While Canada and China have some things in common – size, climate and topographic variation across the country, aspirations for a green economy plus a separatist-minded region – they differ significantly in population and in governance.
China’s top-down oligarchy, so different from Canada’s democracy, has enabled it to push ahead with green technology development, and it is in this area that Canada can perhaps learn from the Chinese experience.
Goals have been set for most aspects of sustainable development along with a long-term green vision for the country but it has become apparent that plans and a vision are ineffective without a clear and appropriate implementation plan.
Canadians have to rely on non-governmental organizations to do much of the environmental sleuthing which Environment Canada is no longer staffed to perform and, too frequently, barred from discussing findings even when they have already published in reputable journals.
The internationally respected journal, Nature, has recently complained about this censoring.
China is now the world leader in installed wind power capacity but about one-third of this capacity cannot be connected to the national grid and so, presently, is of little local value.
As Canada strives to develop renewable and non-polluting power sources, that’s a useful lesson and a trap to be avoided.

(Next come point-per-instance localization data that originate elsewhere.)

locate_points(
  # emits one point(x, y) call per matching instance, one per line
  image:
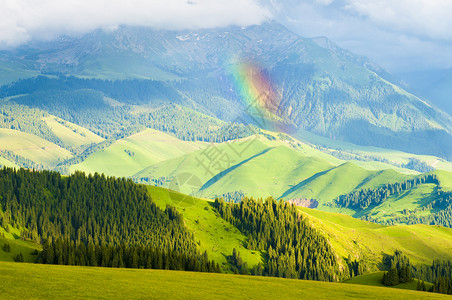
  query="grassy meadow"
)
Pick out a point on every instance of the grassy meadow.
point(25, 281)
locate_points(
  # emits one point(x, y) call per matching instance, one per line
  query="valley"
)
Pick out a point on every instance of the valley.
point(224, 162)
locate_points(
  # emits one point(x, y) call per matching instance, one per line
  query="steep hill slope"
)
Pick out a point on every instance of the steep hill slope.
point(369, 241)
point(361, 239)
point(304, 83)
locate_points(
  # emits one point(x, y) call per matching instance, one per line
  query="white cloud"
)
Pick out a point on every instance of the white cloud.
point(22, 20)
point(428, 18)
point(400, 35)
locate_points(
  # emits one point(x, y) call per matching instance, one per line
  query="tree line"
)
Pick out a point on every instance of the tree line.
point(91, 210)
point(362, 199)
point(293, 248)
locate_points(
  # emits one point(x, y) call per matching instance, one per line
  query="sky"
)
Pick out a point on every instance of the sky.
point(400, 35)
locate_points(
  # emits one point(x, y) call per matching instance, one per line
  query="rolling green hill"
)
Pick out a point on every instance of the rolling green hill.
point(47, 281)
point(32, 147)
point(215, 235)
point(71, 134)
point(127, 156)
point(362, 239)
point(263, 167)
point(375, 279)
point(347, 235)
point(6, 163)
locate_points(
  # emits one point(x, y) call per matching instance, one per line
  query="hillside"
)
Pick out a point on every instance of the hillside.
point(262, 167)
point(32, 147)
point(71, 134)
point(310, 84)
point(45, 281)
point(366, 240)
point(375, 279)
point(347, 235)
point(127, 156)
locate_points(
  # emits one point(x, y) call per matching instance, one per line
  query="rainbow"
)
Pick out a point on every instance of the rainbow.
point(258, 95)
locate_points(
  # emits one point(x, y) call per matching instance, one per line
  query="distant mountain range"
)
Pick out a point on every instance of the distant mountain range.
point(308, 84)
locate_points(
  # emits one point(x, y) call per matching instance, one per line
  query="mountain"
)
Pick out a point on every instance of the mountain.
point(263, 74)
point(433, 85)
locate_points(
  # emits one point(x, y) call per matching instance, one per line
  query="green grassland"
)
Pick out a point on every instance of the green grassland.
point(394, 156)
point(376, 279)
point(127, 156)
point(18, 246)
point(416, 197)
point(71, 134)
point(347, 235)
point(369, 241)
point(6, 163)
point(24, 281)
point(32, 147)
point(215, 235)
point(280, 168)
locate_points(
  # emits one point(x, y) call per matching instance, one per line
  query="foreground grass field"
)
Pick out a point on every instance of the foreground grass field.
point(25, 281)
point(376, 279)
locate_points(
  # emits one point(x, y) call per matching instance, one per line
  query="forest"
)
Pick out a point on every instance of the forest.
point(94, 220)
point(293, 248)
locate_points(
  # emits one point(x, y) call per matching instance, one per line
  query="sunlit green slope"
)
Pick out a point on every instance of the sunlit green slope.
point(127, 156)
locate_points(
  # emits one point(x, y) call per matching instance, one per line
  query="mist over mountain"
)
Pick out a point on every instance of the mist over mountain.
point(312, 84)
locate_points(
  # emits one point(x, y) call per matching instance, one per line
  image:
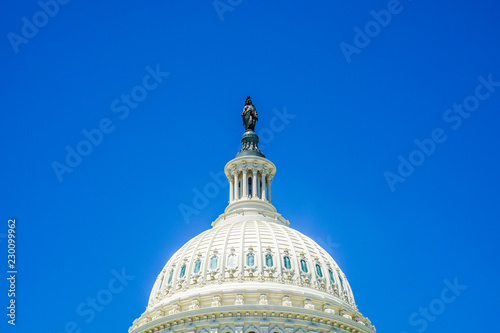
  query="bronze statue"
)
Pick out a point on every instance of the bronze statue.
point(249, 115)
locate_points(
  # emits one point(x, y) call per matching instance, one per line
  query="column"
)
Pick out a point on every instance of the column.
point(245, 184)
point(269, 181)
point(254, 184)
point(231, 189)
point(236, 188)
point(263, 189)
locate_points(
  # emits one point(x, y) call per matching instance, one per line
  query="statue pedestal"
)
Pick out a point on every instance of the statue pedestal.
point(250, 144)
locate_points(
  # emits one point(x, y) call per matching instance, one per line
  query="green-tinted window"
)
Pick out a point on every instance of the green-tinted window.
point(231, 260)
point(197, 266)
point(269, 260)
point(183, 271)
point(318, 270)
point(286, 261)
point(213, 262)
point(331, 275)
point(303, 265)
point(250, 259)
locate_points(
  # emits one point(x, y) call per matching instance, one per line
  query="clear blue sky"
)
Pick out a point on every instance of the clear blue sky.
point(357, 94)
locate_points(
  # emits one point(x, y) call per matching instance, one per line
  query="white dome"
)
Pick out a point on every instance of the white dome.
point(221, 258)
point(251, 272)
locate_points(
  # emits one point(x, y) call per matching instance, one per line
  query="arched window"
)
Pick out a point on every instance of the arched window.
point(331, 276)
point(197, 266)
point(303, 265)
point(231, 260)
point(269, 260)
point(213, 262)
point(170, 276)
point(183, 271)
point(250, 259)
point(286, 262)
point(318, 270)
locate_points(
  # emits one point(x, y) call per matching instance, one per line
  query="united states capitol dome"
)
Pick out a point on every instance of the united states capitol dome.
point(251, 272)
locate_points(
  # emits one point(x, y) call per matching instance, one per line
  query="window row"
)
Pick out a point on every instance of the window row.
point(231, 262)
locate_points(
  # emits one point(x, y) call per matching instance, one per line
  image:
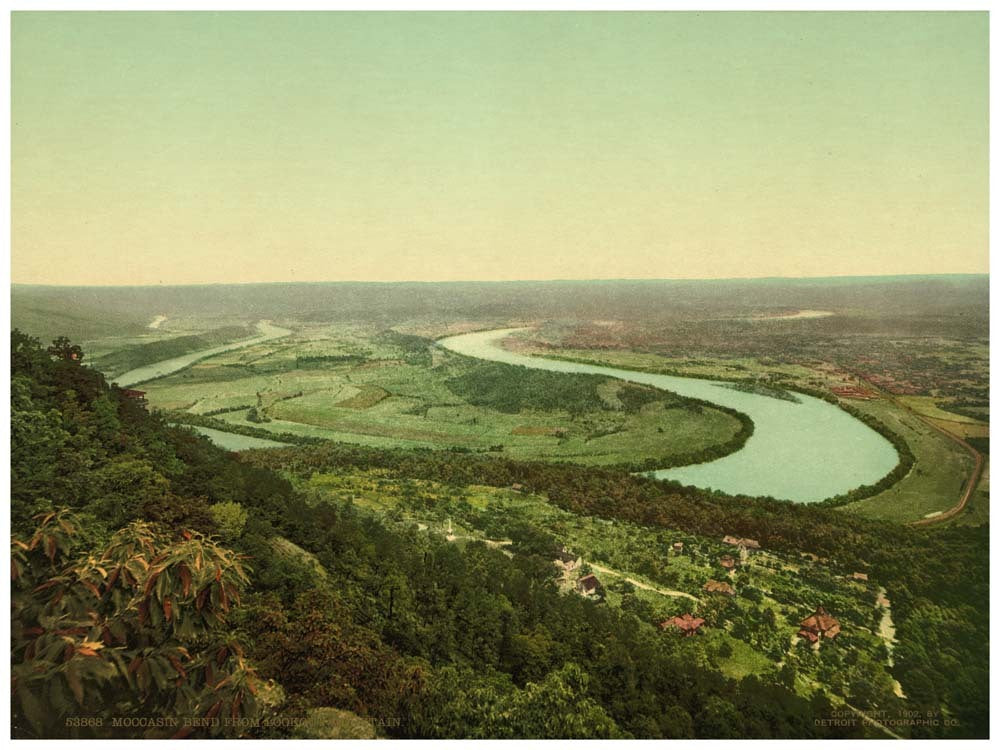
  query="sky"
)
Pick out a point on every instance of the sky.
point(175, 148)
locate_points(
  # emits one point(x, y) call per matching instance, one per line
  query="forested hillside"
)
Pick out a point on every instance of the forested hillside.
point(158, 579)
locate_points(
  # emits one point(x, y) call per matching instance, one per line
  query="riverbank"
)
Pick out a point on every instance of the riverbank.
point(804, 452)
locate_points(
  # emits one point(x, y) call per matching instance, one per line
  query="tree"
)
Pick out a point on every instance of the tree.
point(136, 629)
point(63, 348)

China is a major producer of solar photovoltaic (SPV) equipment, but it is largely produced for export, and domestic SPV capacity is only weakly developed. There’s a long road ahead before it can significantly lessen dependence on coal-fired power with its attendant intractable pollution and worker safety problems.

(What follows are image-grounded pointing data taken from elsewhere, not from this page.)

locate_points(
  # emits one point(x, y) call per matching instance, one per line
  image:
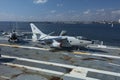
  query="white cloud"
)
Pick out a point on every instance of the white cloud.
point(101, 10)
point(59, 5)
point(53, 11)
point(40, 1)
point(86, 12)
point(116, 12)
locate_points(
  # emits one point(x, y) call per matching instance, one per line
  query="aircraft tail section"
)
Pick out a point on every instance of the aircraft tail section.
point(35, 30)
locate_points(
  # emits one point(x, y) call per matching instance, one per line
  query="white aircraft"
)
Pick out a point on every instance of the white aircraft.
point(12, 36)
point(58, 41)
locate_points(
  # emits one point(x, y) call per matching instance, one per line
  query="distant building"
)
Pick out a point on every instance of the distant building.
point(119, 21)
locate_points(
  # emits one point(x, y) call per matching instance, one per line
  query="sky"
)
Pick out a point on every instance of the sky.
point(59, 10)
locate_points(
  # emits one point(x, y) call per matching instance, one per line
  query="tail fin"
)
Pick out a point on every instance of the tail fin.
point(35, 30)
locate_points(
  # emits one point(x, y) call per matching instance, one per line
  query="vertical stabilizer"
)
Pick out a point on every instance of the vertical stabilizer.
point(36, 33)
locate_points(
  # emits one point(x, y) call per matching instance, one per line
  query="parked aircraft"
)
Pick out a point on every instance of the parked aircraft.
point(58, 41)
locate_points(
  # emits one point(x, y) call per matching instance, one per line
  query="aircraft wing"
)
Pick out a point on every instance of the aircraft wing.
point(64, 42)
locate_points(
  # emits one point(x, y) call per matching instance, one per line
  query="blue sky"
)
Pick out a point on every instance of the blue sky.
point(59, 10)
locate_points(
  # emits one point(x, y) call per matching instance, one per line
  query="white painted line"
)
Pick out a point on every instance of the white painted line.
point(27, 47)
point(100, 55)
point(66, 66)
point(4, 77)
point(48, 71)
point(108, 56)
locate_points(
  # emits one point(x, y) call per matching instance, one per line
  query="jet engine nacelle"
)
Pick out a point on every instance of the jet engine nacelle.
point(55, 44)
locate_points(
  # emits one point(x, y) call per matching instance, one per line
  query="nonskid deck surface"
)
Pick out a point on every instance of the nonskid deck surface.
point(33, 62)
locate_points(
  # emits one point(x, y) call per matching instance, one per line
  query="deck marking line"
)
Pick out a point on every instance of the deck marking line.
point(66, 66)
point(47, 71)
point(28, 47)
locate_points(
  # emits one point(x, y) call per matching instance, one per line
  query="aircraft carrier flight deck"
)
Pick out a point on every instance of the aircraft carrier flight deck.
point(32, 61)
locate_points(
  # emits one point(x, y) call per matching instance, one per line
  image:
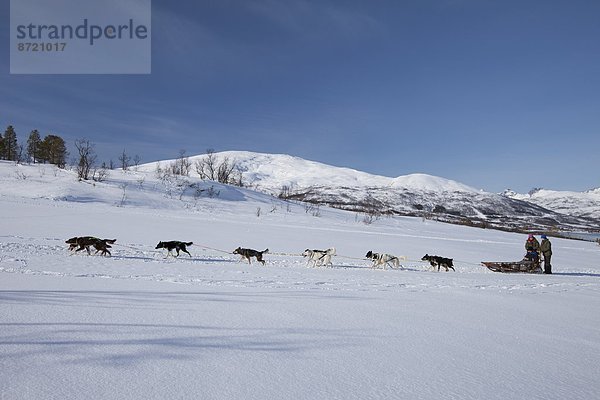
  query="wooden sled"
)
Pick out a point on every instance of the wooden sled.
point(523, 266)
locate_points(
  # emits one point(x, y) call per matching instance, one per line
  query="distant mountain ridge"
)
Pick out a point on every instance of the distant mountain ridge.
point(422, 195)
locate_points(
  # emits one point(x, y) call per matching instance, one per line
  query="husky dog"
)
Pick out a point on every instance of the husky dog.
point(174, 245)
point(79, 243)
point(248, 253)
point(384, 260)
point(436, 261)
point(319, 257)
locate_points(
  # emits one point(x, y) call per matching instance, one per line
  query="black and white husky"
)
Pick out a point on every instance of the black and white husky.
point(383, 259)
point(319, 257)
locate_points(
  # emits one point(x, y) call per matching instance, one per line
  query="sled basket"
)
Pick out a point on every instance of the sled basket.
point(523, 266)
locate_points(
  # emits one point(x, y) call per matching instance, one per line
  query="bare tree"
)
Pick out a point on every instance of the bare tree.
point(182, 165)
point(207, 166)
point(87, 158)
point(124, 159)
point(225, 171)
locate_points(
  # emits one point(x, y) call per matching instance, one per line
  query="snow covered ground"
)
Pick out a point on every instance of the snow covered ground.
point(138, 325)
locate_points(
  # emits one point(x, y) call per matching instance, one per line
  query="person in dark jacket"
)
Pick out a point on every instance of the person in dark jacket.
point(546, 249)
point(533, 249)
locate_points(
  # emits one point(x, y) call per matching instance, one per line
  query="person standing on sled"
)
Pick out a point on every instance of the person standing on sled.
point(546, 249)
point(533, 249)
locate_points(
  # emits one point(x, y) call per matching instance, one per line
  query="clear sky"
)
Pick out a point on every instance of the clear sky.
point(495, 94)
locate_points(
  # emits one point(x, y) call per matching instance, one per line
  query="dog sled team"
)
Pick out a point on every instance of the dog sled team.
point(314, 258)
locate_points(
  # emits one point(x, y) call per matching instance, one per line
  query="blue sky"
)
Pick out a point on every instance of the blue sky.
point(494, 94)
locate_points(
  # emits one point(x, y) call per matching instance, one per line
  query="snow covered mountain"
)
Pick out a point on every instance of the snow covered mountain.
point(421, 195)
point(581, 204)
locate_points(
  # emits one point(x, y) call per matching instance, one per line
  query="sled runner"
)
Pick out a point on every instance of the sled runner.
point(525, 266)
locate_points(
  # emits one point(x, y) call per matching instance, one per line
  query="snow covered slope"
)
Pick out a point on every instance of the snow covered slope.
point(141, 326)
point(412, 195)
point(581, 204)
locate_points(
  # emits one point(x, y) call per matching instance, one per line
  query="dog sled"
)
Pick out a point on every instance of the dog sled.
point(523, 266)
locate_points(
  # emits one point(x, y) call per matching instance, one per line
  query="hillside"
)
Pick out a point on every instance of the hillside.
point(418, 195)
point(140, 325)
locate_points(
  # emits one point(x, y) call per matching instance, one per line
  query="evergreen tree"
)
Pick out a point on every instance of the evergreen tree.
point(11, 151)
point(54, 151)
point(34, 146)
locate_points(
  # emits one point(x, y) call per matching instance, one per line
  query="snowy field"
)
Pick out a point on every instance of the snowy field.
point(138, 325)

Difficult pollution issues in the SPV industry can be traced to inadequate regulation and implementation of environmental control measures and to lack of communication and co-ordination amongst national, provincial and local governments.
National policies have sometimes been subverted in the interests of short-term local initiatives. Can we here boast a universally smooth working relationship between Ottawa and the provinces?
China lags in research and development, as is often said about Canada, and so the newest and sttechnologies must be brought in at high costs.
It is also weak in its basic statistics for economic and social structures and, where they are available, data are often unreliable and untrustworthy.
Here in Canada, our nation-wide census has recently been compromised so we, too, may face the problem having only unreliable data for planners.
Markets and marketing in China are much under the control of politics. The firm, though bureaucratic, government control system in place could make it fairly straight-forward to develop a green market economy and to promote public endorsement and acceptance.
Our system leaves much of this to industry.
China is a leader in renewable energy development and is likely to evolve even further.
How do we compare today and how will we compare or compete in years to come? Advances in its green-energy program may well lessen its demand for tar-sands oil; is this fiscally-bad and environmentally-good news for Western Canada?